Draw a geodesic curve

#### Description:

This routine draws a geodesic curve between two points in the physical coordinate system of a Plot. The curve drawn is the path of shortest distance joining the two points (as defined by the AST_DISTANCE function for the current Frame of the Plot). For example, if the current Frame is a basic Frame, then the curve joining the two points will be a straight line in physical coordinate space. If the current Frame is more specialised and describes, for instance, a sky coordinate system, then the geodesic curve would be a great circle in physical coordinate space passing through the two sky positions given.

Note that the geodesic curve is transformed into graphical coordinate space for plotting, so that a straight line in physical coordinates may result in a curved line being drawn if the Mapping involved is non-linear. Any discontinuities in the Mapping between physical and graphical coordinates are catered for, as is any clipping established using AST_CLIP.

If you need to draw many geodesic curves end-to-end, then the AST_POLYCURVE routine is equivalent to repeatedly calling AST_CURVE, but will usually be more efficient.

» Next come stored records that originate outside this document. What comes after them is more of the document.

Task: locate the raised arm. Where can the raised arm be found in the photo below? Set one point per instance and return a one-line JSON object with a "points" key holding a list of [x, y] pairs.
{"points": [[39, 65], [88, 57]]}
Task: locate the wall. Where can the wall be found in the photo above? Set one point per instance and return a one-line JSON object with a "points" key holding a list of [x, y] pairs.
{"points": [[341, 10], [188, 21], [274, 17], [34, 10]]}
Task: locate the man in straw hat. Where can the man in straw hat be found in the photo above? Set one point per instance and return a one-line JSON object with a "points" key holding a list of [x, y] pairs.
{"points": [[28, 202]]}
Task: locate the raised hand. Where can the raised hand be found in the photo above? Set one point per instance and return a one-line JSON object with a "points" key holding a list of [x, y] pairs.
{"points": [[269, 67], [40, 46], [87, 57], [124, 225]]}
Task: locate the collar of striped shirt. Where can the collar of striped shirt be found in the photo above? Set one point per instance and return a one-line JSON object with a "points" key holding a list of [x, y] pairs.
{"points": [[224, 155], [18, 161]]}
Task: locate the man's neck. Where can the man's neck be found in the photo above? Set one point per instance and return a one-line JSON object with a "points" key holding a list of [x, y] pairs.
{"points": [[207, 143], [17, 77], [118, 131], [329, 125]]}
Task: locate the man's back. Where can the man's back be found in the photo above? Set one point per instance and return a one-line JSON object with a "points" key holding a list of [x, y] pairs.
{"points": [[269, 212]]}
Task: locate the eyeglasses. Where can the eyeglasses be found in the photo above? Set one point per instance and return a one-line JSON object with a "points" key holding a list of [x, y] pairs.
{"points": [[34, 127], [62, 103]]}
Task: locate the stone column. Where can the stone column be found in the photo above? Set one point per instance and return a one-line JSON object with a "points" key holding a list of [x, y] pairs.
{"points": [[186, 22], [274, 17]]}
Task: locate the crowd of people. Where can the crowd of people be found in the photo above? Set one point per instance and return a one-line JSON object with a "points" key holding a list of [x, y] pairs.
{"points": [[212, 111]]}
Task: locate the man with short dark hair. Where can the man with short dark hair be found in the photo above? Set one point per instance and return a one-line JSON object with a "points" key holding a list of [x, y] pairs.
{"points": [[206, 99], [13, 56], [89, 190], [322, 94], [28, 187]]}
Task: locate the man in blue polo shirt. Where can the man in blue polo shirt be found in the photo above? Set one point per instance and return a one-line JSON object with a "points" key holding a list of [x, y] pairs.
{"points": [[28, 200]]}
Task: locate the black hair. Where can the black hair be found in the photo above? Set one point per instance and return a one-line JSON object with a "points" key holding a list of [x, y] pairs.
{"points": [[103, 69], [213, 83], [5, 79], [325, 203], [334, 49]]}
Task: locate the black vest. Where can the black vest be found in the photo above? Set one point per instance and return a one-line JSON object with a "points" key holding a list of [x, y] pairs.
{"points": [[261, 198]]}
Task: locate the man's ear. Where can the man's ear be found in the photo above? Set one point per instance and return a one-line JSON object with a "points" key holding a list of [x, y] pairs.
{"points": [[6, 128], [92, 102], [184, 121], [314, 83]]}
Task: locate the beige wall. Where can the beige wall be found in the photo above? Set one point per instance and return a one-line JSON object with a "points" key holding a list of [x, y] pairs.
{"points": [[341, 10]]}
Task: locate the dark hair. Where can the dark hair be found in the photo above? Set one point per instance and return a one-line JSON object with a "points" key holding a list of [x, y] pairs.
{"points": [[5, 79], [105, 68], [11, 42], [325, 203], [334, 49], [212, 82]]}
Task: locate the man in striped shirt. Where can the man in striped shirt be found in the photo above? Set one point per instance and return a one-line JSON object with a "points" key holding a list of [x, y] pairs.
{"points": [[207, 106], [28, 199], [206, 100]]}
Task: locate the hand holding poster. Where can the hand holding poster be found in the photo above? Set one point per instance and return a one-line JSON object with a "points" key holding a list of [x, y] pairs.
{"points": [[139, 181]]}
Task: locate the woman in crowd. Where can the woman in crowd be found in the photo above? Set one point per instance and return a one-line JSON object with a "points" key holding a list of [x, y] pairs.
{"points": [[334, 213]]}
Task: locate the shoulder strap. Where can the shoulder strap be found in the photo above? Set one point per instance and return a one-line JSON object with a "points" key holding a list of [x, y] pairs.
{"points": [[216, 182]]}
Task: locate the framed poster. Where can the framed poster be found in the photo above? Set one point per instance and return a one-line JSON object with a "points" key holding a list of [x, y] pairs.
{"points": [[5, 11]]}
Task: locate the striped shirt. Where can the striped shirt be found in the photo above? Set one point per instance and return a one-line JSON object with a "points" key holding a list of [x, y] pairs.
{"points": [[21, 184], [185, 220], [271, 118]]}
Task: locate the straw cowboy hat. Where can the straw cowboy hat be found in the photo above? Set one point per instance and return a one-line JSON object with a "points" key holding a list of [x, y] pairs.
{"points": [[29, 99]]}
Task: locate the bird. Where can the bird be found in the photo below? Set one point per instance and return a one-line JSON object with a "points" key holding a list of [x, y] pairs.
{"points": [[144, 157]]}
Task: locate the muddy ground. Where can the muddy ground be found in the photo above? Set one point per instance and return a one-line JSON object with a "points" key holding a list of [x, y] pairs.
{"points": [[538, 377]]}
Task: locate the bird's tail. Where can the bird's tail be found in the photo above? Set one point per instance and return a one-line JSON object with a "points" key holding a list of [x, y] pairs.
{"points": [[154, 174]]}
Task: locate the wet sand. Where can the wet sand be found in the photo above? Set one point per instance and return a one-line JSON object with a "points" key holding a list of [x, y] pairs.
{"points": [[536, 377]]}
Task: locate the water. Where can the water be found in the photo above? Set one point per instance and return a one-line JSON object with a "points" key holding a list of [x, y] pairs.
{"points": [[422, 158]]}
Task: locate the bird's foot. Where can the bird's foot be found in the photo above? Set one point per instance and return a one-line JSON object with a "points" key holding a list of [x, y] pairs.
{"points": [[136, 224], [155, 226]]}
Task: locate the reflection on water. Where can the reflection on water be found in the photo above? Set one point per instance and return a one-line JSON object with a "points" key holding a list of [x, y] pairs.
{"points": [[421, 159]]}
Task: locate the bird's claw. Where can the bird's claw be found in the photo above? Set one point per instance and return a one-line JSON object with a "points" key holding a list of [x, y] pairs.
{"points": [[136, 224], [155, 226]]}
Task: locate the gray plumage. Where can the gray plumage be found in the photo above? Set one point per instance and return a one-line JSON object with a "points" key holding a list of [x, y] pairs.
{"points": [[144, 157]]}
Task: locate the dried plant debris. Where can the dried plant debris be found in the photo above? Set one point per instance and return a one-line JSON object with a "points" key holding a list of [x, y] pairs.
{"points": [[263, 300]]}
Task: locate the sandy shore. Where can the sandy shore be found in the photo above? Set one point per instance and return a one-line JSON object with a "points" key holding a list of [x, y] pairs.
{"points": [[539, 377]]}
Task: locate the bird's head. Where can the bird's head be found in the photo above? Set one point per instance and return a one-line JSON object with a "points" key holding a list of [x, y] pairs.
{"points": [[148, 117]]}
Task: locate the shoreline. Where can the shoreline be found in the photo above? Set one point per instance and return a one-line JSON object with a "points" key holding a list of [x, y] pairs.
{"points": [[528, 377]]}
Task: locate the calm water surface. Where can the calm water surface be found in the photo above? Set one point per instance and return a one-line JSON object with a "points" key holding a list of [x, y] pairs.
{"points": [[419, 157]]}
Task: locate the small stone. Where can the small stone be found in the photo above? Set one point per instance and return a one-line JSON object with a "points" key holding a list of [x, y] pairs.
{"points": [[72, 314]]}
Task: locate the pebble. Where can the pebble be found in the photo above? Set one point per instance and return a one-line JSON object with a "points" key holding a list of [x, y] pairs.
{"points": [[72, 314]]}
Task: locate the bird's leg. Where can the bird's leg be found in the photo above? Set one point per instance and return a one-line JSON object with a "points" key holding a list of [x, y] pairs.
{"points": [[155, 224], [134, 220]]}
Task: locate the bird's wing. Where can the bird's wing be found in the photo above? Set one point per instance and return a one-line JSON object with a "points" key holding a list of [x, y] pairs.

If you need to draw curves which are not geodesics, see AST_GENCURVE or AST_GRIDLINE.

#### Invocation

CALL AST_CURVE( THIS, START, FINISH, STATUS )

#### Arguments

##### THIS = INTEGER (Given)
Pointer to the Plot.
##### START( $\ast$ ) = DOUBLE PRECISION (Given)
An array, with one element for each axis of the Plot, giving the physical coordinates of the first point on the geodesic curve.
##### FINISH( $\ast$ ) = DOUBLE PRECISION (Given)
An array, with one element for each axis of the Plot, giving the physical coordinates of the second point on the geodesic curve.
##### STATUS = INTEGER (Given and Returned)
The global status.

#### Notes:

• No curve is drawn if either of the START or FINISH arrays contains any coordinates with the value AST__BAD.

• An error results if the base Frame of the Plot is not 2-dimensional.

• An error also results if the transformation between the current and base Frames of the Plot is not defined (i.e. the Plot’ s TranInverse attribute is zero).